En 1988, il passe quelque temps dans la jungle thaïlandaise. Le journal qu'il écrit alors est sa première expérience avec l'écriture. Il la poursuit au début des années 1990 avec ses premiers essais littéraires d’abord inspirés de Stephen King et notamment du film Stand By Me tiré de la nouvelle Le Corps dans le recueil de nouvelles Différentes Saisons. C’est lors d’une répétition en 1995 pour le spectacle Angélique Marquise des Anges de Robert Hossein (auquel Maxime Chattam participe) qu’un des comédiens, Pierre Hatet, lui suggère d’écrire pour le théâtre. Il écrit alors Le Mal qu’il ne publie pas.
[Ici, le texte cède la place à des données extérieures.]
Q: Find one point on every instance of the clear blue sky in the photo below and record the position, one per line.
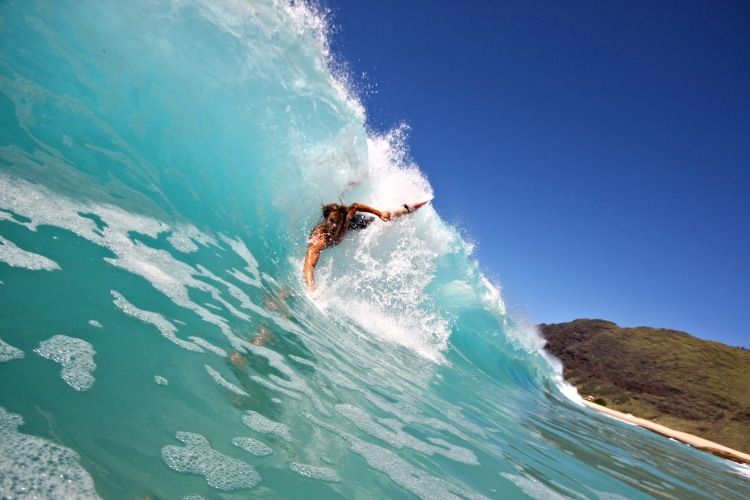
(598, 153)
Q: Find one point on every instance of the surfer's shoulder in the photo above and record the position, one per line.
(318, 235)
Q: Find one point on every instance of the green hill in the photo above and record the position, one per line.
(678, 380)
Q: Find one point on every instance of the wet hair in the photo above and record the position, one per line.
(334, 207)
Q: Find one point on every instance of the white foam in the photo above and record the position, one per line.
(320, 473)
(16, 257)
(44, 207)
(252, 265)
(209, 346)
(198, 457)
(75, 355)
(399, 470)
(270, 385)
(295, 383)
(224, 383)
(253, 446)
(8, 352)
(184, 235)
(261, 424)
(32, 467)
(302, 361)
(166, 328)
(400, 439)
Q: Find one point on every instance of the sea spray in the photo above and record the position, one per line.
(161, 166)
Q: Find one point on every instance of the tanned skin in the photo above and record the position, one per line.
(331, 231)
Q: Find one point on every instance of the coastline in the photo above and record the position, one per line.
(690, 439)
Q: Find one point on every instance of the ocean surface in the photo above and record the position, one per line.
(161, 166)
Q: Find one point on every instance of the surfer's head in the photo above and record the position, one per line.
(334, 216)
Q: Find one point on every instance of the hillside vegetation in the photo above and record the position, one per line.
(671, 377)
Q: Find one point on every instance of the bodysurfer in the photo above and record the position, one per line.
(337, 220)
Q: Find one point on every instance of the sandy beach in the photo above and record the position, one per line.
(694, 441)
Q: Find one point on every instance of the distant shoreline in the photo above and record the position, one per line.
(694, 441)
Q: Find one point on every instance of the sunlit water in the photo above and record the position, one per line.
(161, 166)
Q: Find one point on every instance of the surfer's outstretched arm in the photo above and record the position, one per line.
(317, 243)
(384, 216)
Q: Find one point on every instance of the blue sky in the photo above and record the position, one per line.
(598, 153)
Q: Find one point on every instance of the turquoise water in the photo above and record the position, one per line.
(161, 165)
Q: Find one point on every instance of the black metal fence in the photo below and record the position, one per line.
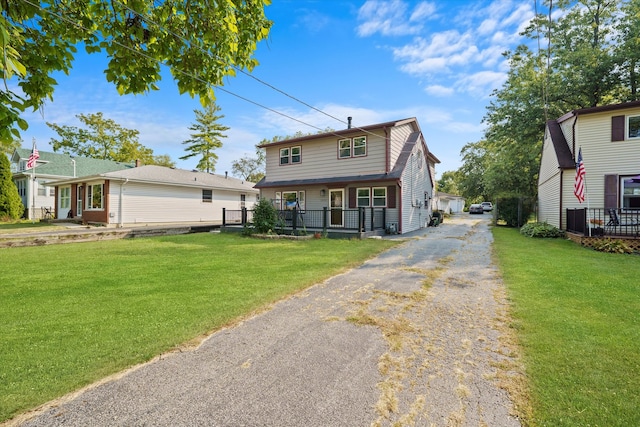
(359, 220)
(612, 222)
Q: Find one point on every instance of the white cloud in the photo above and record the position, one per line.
(439, 91)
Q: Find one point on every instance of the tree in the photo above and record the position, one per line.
(103, 138)
(206, 139)
(11, 206)
(201, 42)
(250, 168)
(448, 182)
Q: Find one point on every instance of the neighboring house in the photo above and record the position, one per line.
(152, 195)
(448, 203)
(386, 165)
(609, 137)
(38, 195)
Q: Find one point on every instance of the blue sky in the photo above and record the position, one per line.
(375, 61)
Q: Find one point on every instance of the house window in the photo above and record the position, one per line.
(356, 147)
(344, 148)
(380, 197)
(360, 146)
(65, 197)
(290, 155)
(95, 196)
(364, 197)
(284, 156)
(631, 192)
(633, 127)
(295, 154)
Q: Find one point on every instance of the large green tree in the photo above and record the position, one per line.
(11, 206)
(587, 55)
(103, 138)
(200, 41)
(206, 138)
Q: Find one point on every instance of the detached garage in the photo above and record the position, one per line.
(150, 195)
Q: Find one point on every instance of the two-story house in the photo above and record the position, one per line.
(609, 139)
(385, 166)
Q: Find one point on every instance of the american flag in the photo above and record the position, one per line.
(578, 186)
(33, 157)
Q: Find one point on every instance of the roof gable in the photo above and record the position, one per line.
(560, 145)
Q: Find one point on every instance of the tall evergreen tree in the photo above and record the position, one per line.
(11, 206)
(206, 138)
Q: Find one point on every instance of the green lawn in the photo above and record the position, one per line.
(72, 314)
(577, 316)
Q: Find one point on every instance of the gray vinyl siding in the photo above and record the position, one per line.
(549, 185)
(601, 156)
(319, 159)
(415, 182)
(397, 138)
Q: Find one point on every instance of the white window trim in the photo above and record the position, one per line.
(363, 138)
(368, 190)
(628, 127)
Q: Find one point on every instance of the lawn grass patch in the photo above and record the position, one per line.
(76, 313)
(577, 316)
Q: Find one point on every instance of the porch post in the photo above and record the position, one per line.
(324, 219)
(294, 220)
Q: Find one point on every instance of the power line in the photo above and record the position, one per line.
(191, 75)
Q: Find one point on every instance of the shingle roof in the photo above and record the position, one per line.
(560, 145)
(61, 165)
(170, 176)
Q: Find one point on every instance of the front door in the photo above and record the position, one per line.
(80, 196)
(336, 200)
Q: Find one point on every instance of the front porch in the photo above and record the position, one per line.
(587, 226)
(361, 222)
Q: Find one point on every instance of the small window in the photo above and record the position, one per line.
(364, 197)
(284, 156)
(633, 127)
(295, 154)
(360, 146)
(380, 197)
(344, 148)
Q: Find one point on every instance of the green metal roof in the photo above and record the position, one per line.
(60, 164)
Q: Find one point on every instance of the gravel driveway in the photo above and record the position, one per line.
(372, 346)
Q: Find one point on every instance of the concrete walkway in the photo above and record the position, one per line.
(372, 346)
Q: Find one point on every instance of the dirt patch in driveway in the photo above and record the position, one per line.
(414, 336)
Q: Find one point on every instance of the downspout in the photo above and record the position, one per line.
(121, 198)
(387, 150)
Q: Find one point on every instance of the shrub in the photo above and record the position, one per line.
(541, 229)
(265, 216)
(612, 246)
(515, 212)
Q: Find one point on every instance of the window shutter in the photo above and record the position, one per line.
(353, 198)
(391, 196)
(617, 128)
(611, 191)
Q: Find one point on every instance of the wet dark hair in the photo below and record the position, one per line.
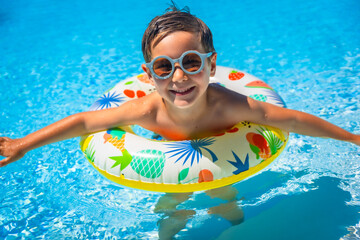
(174, 20)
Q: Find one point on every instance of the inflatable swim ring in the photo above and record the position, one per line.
(190, 165)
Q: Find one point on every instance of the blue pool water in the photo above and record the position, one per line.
(57, 57)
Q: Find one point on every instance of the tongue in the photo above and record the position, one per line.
(183, 92)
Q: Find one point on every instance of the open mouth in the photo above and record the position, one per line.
(181, 92)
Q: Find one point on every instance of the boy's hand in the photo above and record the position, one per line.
(11, 149)
(357, 140)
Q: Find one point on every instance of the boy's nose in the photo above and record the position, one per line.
(179, 74)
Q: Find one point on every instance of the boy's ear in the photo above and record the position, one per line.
(213, 65)
(148, 73)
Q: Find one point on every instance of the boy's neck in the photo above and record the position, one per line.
(191, 114)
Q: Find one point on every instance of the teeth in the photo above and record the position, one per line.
(181, 91)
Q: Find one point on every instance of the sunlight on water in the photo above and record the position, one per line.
(58, 58)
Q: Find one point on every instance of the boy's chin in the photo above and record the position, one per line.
(182, 104)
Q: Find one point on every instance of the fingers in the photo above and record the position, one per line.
(5, 162)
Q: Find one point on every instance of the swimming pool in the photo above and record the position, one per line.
(58, 57)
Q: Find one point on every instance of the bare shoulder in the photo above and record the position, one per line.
(231, 105)
(226, 97)
(139, 111)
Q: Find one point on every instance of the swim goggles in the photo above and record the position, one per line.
(191, 62)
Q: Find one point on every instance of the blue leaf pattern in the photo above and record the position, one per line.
(191, 149)
(107, 100)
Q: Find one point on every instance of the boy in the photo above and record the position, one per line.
(185, 105)
(180, 57)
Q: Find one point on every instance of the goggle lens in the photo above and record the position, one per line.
(162, 67)
(191, 62)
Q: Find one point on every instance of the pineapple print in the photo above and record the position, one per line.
(116, 137)
(148, 163)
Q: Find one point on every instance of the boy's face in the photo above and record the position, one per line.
(181, 89)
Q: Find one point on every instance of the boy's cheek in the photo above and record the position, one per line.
(148, 74)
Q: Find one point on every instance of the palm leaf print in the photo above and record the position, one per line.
(191, 149)
(274, 142)
(107, 100)
(90, 152)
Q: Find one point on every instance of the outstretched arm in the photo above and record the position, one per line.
(69, 127)
(297, 122)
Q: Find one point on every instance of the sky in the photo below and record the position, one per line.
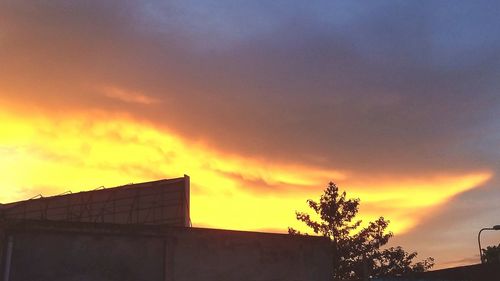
(262, 103)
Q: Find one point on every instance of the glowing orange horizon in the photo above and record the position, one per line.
(50, 154)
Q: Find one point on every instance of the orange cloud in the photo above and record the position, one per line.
(128, 96)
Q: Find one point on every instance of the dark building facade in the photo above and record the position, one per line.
(142, 232)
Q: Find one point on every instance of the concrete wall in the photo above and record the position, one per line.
(107, 252)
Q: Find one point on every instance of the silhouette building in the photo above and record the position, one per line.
(143, 232)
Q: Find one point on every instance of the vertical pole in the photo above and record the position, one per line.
(187, 216)
(8, 258)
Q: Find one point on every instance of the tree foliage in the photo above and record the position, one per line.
(492, 254)
(357, 250)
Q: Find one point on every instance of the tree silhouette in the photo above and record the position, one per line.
(357, 252)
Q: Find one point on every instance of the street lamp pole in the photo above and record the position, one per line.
(496, 227)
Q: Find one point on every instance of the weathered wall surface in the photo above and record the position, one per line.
(173, 254)
(225, 256)
(54, 256)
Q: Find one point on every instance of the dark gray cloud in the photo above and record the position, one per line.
(390, 86)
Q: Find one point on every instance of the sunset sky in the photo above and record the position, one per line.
(262, 103)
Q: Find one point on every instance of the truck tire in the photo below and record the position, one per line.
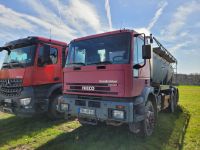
(53, 113)
(148, 124)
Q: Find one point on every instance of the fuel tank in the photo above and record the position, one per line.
(161, 69)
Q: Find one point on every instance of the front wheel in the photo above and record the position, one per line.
(53, 112)
(148, 124)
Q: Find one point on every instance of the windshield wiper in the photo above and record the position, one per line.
(5, 65)
(101, 62)
(77, 63)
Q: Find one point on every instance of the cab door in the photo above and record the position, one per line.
(51, 71)
(140, 76)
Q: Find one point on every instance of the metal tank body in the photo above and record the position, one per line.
(162, 71)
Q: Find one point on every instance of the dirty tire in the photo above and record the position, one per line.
(52, 112)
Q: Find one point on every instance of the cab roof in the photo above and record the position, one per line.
(34, 39)
(104, 34)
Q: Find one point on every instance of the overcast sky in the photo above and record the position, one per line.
(176, 23)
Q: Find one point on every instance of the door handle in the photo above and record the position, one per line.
(56, 78)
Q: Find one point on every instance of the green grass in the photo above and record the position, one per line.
(180, 130)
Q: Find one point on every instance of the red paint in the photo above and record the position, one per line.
(127, 85)
(36, 75)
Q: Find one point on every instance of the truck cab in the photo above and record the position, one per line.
(107, 78)
(31, 76)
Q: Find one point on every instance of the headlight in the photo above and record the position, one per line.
(64, 107)
(25, 101)
(118, 114)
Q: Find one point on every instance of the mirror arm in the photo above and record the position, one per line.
(5, 48)
(137, 66)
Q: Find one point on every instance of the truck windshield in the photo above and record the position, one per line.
(112, 49)
(20, 57)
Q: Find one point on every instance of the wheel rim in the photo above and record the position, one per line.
(150, 118)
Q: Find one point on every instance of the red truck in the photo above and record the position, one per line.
(116, 77)
(31, 76)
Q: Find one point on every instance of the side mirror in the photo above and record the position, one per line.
(146, 51)
(45, 57)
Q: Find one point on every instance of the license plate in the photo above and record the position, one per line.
(87, 111)
(8, 101)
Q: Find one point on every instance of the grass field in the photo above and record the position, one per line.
(180, 130)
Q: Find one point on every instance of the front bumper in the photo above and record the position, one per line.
(103, 109)
(13, 105)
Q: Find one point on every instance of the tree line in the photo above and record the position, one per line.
(184, 79)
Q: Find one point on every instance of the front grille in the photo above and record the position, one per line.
(96, 88)
(11, 87)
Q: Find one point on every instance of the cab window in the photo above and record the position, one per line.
(53, 59)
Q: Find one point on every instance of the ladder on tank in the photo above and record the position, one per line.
(163, 52)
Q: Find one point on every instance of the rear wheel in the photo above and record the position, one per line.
(148, 124)
(53, 112)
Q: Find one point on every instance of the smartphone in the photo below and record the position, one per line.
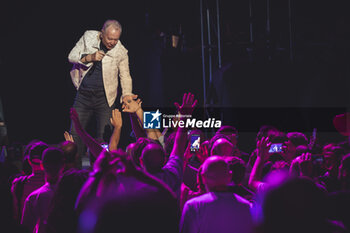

Il ébauche son premier roman, Le Coma des mortels, fable humoristique sur la solitude, racontant un mois dans la peau d’un jeune homme plongé dans le coma, à la suite d'un accident qui s’avère être une tentative de meurtre.

Il reprend des études de lettres modernes. Il écrit Le Cinquième Règne à cette époque puis fin 1999, il est engagé à la Fnac au rayon « livres policiers », ce qui le met en contact avec les maisons d'éditions. Excellent vendeur[interprétation personnelle], Maxime Chattam se fait remarquer et propose en lecture son premier polar aux plus gros fournisseurs de la FNAC. Michel Lafon lui donne sa chance. Le Cinquième Règne est publié bien plus tard, en 2003, sous le pseudonyme de Maxime Williams. Ce roman qui mêle la traque d’un tueur en série à un thème récurrent de la littérature fantastique – la découverte d’un grimoire magique par une bande d’enfants et les affrontements de groupuscules pour en avoir la possession – est couronné par le prix du roman fantastique du festival de Gérardmer.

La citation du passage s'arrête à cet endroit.